Notre Dame se penche sur son berceau :
« Elle était là le 11 Février 1876, bénissant à la toute première heure du jour la petite enfant qui faisait son entrée dans la vie, au dix-huitième anniversaire de l’apparition de Lourdes. Cette coïncidence providentielle ne semblait-elle pas promettre à la journée de votre vie une manifestation ininterrompue des grâces et de l’amour de l’Immaculée Conception ? »
(SEJ Page 56, extrait d’une lettre que lui écrit sa sœur Marie pour ses vingt-et-un ans)
Cette fillette, pour qui le chapelet est la prière préférée, entre dans l’association des Enfants de Marie, association demandée par la Vierge Marie Elle-même à Sainte Catherine Labouré, lors de son apparition de 1830 à la rue du Bac.

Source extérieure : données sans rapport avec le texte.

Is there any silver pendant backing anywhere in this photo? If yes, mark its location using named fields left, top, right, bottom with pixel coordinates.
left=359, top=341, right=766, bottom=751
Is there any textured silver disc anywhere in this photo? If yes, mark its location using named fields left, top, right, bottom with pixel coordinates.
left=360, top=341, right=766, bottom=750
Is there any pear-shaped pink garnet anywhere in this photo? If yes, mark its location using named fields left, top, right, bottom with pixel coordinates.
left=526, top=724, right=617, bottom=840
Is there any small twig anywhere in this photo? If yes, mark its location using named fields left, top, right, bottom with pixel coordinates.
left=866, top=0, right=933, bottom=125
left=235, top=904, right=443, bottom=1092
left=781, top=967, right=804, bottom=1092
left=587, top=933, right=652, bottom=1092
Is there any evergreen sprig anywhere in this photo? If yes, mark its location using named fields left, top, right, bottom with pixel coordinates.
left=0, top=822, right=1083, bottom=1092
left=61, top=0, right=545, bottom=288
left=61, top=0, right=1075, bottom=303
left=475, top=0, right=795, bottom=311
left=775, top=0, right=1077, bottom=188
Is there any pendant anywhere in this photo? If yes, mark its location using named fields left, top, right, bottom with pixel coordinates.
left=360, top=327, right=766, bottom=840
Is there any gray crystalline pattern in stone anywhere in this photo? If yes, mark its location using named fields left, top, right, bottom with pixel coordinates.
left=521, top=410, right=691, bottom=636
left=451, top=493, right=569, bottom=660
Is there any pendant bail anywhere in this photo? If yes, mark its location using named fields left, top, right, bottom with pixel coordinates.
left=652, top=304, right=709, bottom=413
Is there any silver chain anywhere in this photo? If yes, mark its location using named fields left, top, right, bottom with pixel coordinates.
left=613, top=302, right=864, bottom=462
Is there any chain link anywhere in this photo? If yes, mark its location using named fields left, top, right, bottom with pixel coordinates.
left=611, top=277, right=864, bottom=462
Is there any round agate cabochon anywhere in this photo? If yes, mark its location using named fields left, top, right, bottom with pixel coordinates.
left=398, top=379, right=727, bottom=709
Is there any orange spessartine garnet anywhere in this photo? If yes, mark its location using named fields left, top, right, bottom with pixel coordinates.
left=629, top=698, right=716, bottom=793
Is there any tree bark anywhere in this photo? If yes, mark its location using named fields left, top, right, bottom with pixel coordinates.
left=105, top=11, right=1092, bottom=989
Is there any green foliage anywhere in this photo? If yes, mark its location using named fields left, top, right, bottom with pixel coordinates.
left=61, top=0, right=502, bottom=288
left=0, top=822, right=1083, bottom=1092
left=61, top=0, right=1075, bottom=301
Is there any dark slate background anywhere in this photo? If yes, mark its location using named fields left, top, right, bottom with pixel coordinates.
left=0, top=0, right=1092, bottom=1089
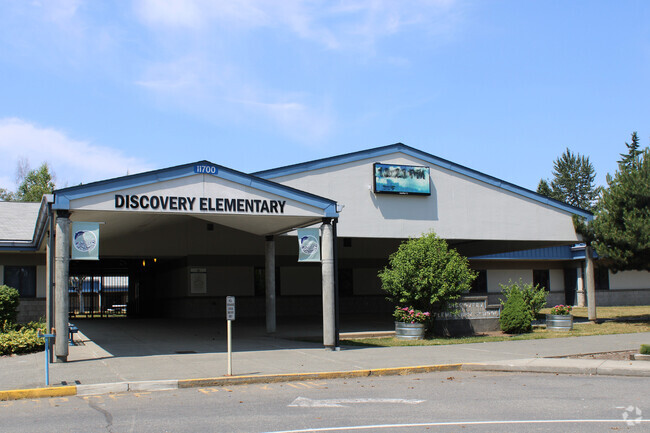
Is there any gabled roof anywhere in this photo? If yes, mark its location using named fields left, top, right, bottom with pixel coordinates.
left=0, top=194, right=52, bottom=251
left=52, top=160, right=338, bottom=217
left=252, top=143, right=593, bottom=220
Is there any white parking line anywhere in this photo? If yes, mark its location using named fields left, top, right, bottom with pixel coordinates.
left=266, top=419, right=650, bottom=433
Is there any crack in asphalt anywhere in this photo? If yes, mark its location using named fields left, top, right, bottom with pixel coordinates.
left=88, top=400, right=113, bottom=432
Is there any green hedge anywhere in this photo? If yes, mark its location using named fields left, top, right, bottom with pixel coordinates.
left=499, top=290, right=533, bottom=334
left=0, top=322, right=45, bottom=355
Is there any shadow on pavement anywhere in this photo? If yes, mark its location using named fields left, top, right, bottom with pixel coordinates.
left=70, top=317, right=393, bottom=362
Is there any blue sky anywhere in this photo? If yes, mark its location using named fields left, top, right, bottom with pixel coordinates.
left=0, top=0, right=650, bottom=189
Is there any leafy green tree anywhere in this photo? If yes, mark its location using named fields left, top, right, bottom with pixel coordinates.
left=499, top=278, right=548, bottom=317
left=588, top=147, right=650, bottom=272
left=537, top=148, right=600, bottom=210
left=499, top=290, right=533, bottom=334
left=16, top=163, right=54, bottom=202
left=379, top=232, right=476, bottom=316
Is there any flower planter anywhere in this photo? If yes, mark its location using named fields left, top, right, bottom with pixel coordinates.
left=546, top=314, right=573, bottom=331
left=395, top=322, right=424, bottom=340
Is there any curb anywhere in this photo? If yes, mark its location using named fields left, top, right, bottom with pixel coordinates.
left=0, top=385, right=77, bottom=401
left=462, top=358, right=650, bottom=377
left=0, top=364, right=463, bottom=401
left=178, top=364, right=463, bottom=388
left=5, top=358, right=650, bottom=401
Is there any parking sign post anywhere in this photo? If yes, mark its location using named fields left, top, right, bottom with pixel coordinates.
left=226, top=296, right=235, bottom=376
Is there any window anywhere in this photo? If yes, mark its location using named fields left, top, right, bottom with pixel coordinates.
left=533, top=269, right=551, bottom=291
left=5, top=266, right=36, bottom=298
left=469, top=269, right=487, bottom=294
left=594, top=266, right=609, bottom=290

Joachim Bouflet, dans son livre « Une force d’âme », relate qu’Eugénie fut élue présidente des Enfants de Marie, non par vote secret comme cela se faisait à l’ordinaire, mais par une sorte d’ovation. Ce témoignage révèle que pour ses camarades, ce n’était pas la peine de voter : il était évident qu’Eugénie devait être présidente. Il ne fait donc aucun doute que son amour d’enfant pour la Sainte Vierge était connu et estimé par les autres adolescentes.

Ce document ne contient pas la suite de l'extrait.